I regularly appeal to the moral intuition that we have a strong obligation to leave strangers alone, but little obligation to help them:

What are you morally forbidden to do to a stranger?  You may not murder him.  You may not attack him.  You may not enslave him.  Neither may you rob him.

What are you morally required to do for
a stranger?  Not much.  Even if he seems hungry and asks you for food,
you’re probably within your rights to refuse.  If you’ve ever been in a
large city, you’ve refused to help the homeless on more than one
occasion.  And even if you think you broke your moral obligation to give, your moral obligation wasn’t strong enough to let the beggar justifiably mug you.

These common-sense ethics regarding strangers, ethics that almost
everyone admits, are unequivocally libertarian.  Yes, you have an
obligation to leave strangers alone, but charity is optional.

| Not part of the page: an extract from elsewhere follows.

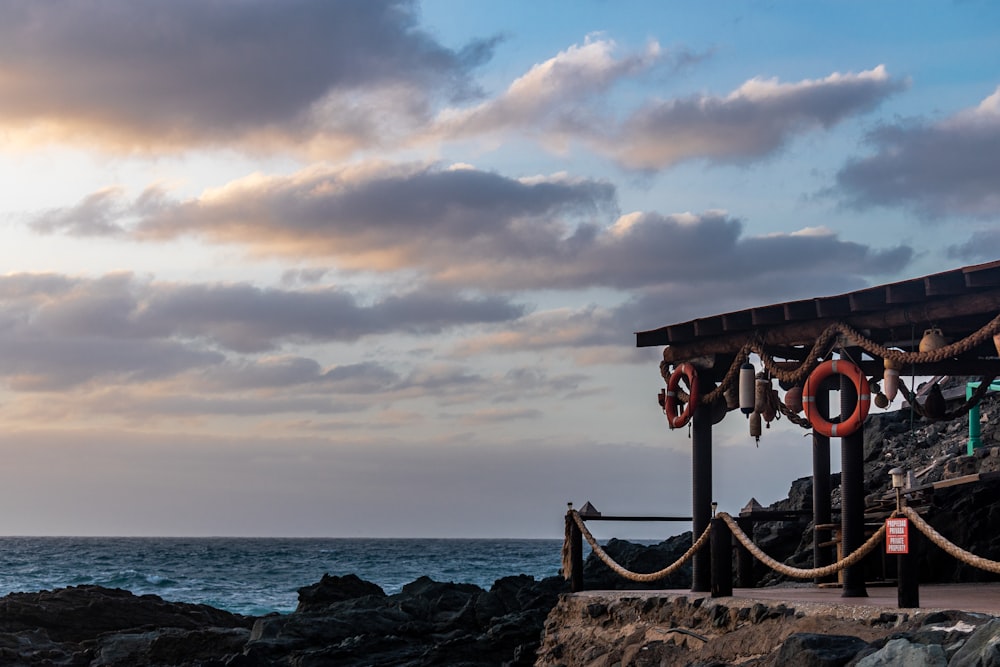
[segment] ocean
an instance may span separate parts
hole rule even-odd
[[[0,537],[0,595],[96,584],[260,616],[289,613],[324,573],[386,593],[426,575],[489,589],[558,574],[561,540]]]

One common challenge to my position is Peter Singer’s Drowning Child example:

To challenge my students to think about the ethics of what we owe
to people in need, I ask them to imagine that their route to the
university takes them past a shallow pond. One morning, I say to them,
you notice a child has fallen in and appears to be drowning. To wade in
and pull the child out would be easy but it will mean that you get your
clothes wet and muddy, and by the time you go home and change you will
have missed your first class.

I then ask the students: do you have any obligation to rescue the
child? Unanimously, the students say they do. The importance of saving a
child so far outweighs the cost of getting one’s clothes muddy and
missing a class, that they refuse to consider it any kind of excuse for
not saving the child. Does it make a difference, I ask, that there are
other people walking past the pond who would equally be able to rescue
the child but are not doing so? No, the students reply, the fact that
others are not doing what they ought to do is no reason why I should not
do what I ought to do.

Once we are all clear about our obligations to rescue the
drowning child in front of us, I ask: would it make any difference if
the child were far away, in another country perhaps, but similarly in
danger of death, and equally within your means to save, at no great cost
– and absolutely no danger – to yourself? Virtually all agree that
distance and nationality make no moral difference to the situation. I
then point out that we are all in that situation of the person passing
the shallow pond: we can all save lives of people, both children and
adults, who would otherwise die, and we can do so at a very small cost
to us…

This is the kind of moral argument I respect.  Singer isn’t starting with utilitarian absolutism and deducing absurdities.  He’s starting with a straightforward example and deducing plausible conclusions.  Every ethicist should emulate his approach. 

Still, Singer hasn’t fundamentally changed my mind about obligations to strangers.  Here’s why.

1. Note that my original answer to the question, “What are you morally required to do for a stranger” was “not much” rather than “zero.”  My wording was deliberate because I expected critics to bring up the Drowning Child counter-example.   But note how extreme an example Singer has to construct.  Mere “hungry beggar” isn’t good enough, as I initially pointed out.

2. Singer asks his students whether or not they have a “moral obligation” to save the Drowning Child.  But he could just as easily have asked: “Is it morally praiseworthy to save the Drowning Child?”  I think almost everyone would agree that it is.  Indeed, we might even call the rescuer a “hero.”  My question: If the rescuer is merely fulfilling his moral obligation, why would anyone consider his action morally praiseworthy, or even heroic?  The right lesson to draw, I suspect, is that rescuing a Drowning Child goes at least slightly above and beyond moral obligation.

3. Suppose I’m wrong on point 2.  Singer also neglects another crucial distinction: an action can be morally obligatory without being morally enforceable.  Would it be morally permissible to point a gun at a person if he fails to rescue the Drowning Child voluntarily?  Much less clear.  To pull the trigger?  Even less so.

4. Singer is quick to move from the moral obligation to rescue a Drowning Child to a moral obligation to rescue lots of strangers.  But suppose we revise his initial hypothetical: Instead of one Drowning Child on a random day, there’s a new Drowning Child every day.  Indeed, suppose there are Drowning Children as far as the eye can see, 24/7.  What then?  Now it seems clear that a policy of rescuing strangers is above and beyond the call of duty.  And sadly, as Singer himself points out, this is the world we live in.

Last point: Singer is quick to conclude that we have massive obligations to help millions of desperate strangers.  But all First World countries violate a far less controversial obligation to the world’s poor.  Under the guise of “immigration policy,” every First World country makes it a crime for foreigners to accept a job offer from a willing First World employer.  Economically speaking, this is a big deal: The best evidence says that worldwide free trade in labor would double world GDP and vastly increase Third World wages. 

We shouldn’t talk about the world’s poor like they’re Drowning Children.  If we lived up to our basic obligation to leave strangers alone, the world’s poor wouldn’t need our charity.